Will you be selling part or all of your business?
Owners whose goal is retirement typically want to sell their entire business. Others may prefer to sell only a portion of their company for liquidity or estate planning purposes, but still want to own a significant stake in the business and continue running the company. Think through the potential scenarios that could work with your vision.
What’s the buyer pool best suited to your business?
You may be considering selling to an internal buyer, such as a current employee or a partner, or selling or gifting to a family member. Potential external buyers could include a third party, who could be a private equity firm, or a strategic buyer, such as a competitor operating in a comparable area. Other alternatives include fragmenting the organization into smaller businesses, minority sales and recapitalizations, options that let you retain partial ownership or management control, initial public offerings (IPOs), and employee stock ownership plans (ESOPs). Liquidating the company entirely is another possibility. If you’re hoping to earn the most, consider as many possibilities as you can.
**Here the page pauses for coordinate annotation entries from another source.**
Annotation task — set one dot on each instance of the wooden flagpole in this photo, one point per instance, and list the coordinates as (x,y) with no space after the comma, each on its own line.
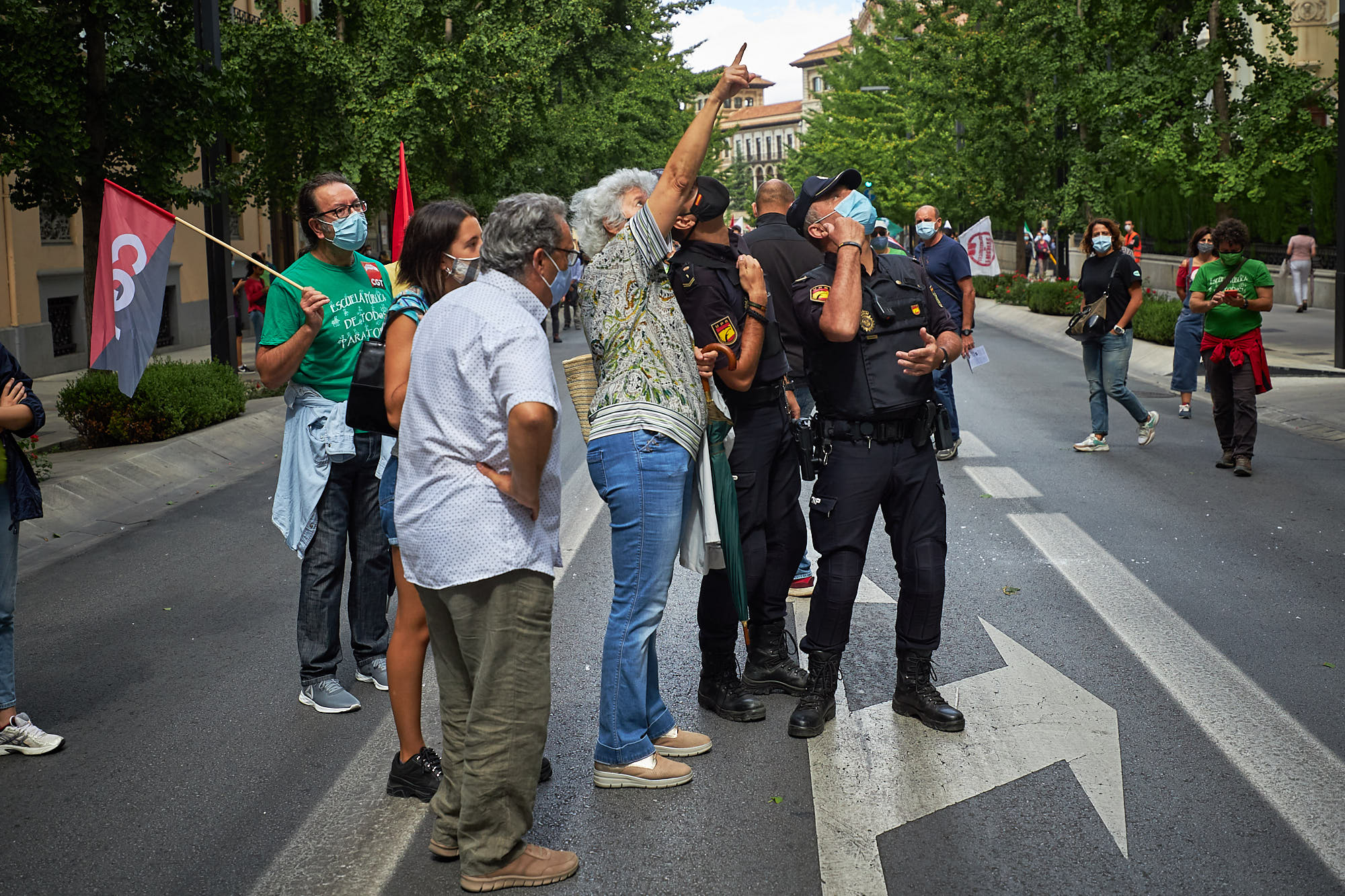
(240,253)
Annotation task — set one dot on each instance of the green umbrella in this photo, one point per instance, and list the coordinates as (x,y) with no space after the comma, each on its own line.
(727,499)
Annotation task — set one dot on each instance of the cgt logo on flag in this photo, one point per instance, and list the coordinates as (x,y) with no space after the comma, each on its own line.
(135,244)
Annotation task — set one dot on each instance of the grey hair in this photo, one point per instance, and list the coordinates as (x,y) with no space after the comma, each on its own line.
(517,228)
(602,205)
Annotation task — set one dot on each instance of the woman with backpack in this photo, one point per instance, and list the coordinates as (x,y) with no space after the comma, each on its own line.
(1112,274)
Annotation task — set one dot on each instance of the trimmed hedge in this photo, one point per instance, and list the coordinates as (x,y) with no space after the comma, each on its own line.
(1155,322)
(1054,298)
(173,397)
(1157,319)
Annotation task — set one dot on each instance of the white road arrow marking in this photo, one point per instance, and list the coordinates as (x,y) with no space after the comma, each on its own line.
(875,771)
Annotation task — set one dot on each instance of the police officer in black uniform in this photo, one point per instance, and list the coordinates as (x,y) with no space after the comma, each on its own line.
(874,334)
(726,299)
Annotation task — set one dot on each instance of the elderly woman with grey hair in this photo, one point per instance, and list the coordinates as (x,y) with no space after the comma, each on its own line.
(648,419)
(478,521)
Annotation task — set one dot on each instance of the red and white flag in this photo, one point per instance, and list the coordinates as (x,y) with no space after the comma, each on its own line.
(981,248)
(403,208)
(128,300)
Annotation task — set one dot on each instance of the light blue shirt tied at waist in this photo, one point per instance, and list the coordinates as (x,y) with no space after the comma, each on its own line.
(317,438)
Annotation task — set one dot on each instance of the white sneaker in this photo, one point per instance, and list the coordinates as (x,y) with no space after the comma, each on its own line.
(22,736)
(1147,430)
(1093,443)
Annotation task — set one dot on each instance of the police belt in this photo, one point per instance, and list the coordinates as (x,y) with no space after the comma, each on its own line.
(872,430)
(759,396)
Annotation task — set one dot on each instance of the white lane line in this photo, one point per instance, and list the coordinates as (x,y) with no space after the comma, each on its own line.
(973,447)
(356,836)
(1003,482)
(1296,772)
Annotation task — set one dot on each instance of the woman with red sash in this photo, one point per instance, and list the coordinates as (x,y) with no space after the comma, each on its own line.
(1231,291)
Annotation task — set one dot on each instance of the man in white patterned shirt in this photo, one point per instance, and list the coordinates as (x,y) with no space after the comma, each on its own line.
(478,522)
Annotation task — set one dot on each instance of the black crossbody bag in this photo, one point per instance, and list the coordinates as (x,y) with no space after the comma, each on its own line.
(367,409)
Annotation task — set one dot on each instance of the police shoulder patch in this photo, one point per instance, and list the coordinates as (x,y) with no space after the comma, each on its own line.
(726,331)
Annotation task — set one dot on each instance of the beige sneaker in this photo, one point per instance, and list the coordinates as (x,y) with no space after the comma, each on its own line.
(665,772)
(442,850)
(683,743)
(536,866)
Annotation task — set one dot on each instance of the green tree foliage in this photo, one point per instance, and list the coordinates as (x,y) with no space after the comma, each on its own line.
(490,97)
(1028,110)
(102,89)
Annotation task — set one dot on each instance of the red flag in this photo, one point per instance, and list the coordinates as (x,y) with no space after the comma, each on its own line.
(403,209)
(135,243)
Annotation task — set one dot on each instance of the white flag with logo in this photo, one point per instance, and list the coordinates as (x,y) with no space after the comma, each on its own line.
(981,248)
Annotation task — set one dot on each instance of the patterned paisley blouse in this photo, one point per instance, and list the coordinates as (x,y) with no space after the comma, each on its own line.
(641,342)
Do you have any idea what it’s worth?
Well before you plan to sell your business, you should get an independent third party who is experienced in business valuations to conduct an objective appraisal of the value of your business. That way, there won’t be any surprises when you’re ready to sell. Business owners run the risk of valuing their businesses incorrectly, which can derail their dreams for retirement.
Do you have the professional expertise you need?
Working with a financial representative who can help you assemble a skilled team to handle the many aspects of the selling process is invaluable. This team may include an attorney, a banker, a CPA, an exit-planning specialist, and a business valuation firm. They can advise you on issues such as business continuation agreements, business valuation, capital and liquidity requirements, estate planning, funding sale of the business, life or disability income insurance, negotiating contracts, setting up trusts, and tax planning.
Part of this guidance will help you to minimize the risks of selling your company for too little, paying too much in capital gains, estate and income taxes, or losing control over the entire exit process. They can assist you by designing strategies to transfer ownership so that you may be able to defer or minimize the taxes resulting from the sale. You don’t want to stick yourself, or your successor, with tax bills that nobody anticipated, and gifting options could enable the process to take place with more control.
12013 “State of Owner Readiness” survey, sponsored by the Exit Planning Institute, PNC Bank, Grant Thornton, and the Ohio Employee Ownership Center at Kent State University.
Guardian, its subsidiaries, agents, and employees do not provide tax, legal, or accounting advice. Consult your tax, legal, or accounting professional regarding your individual situation.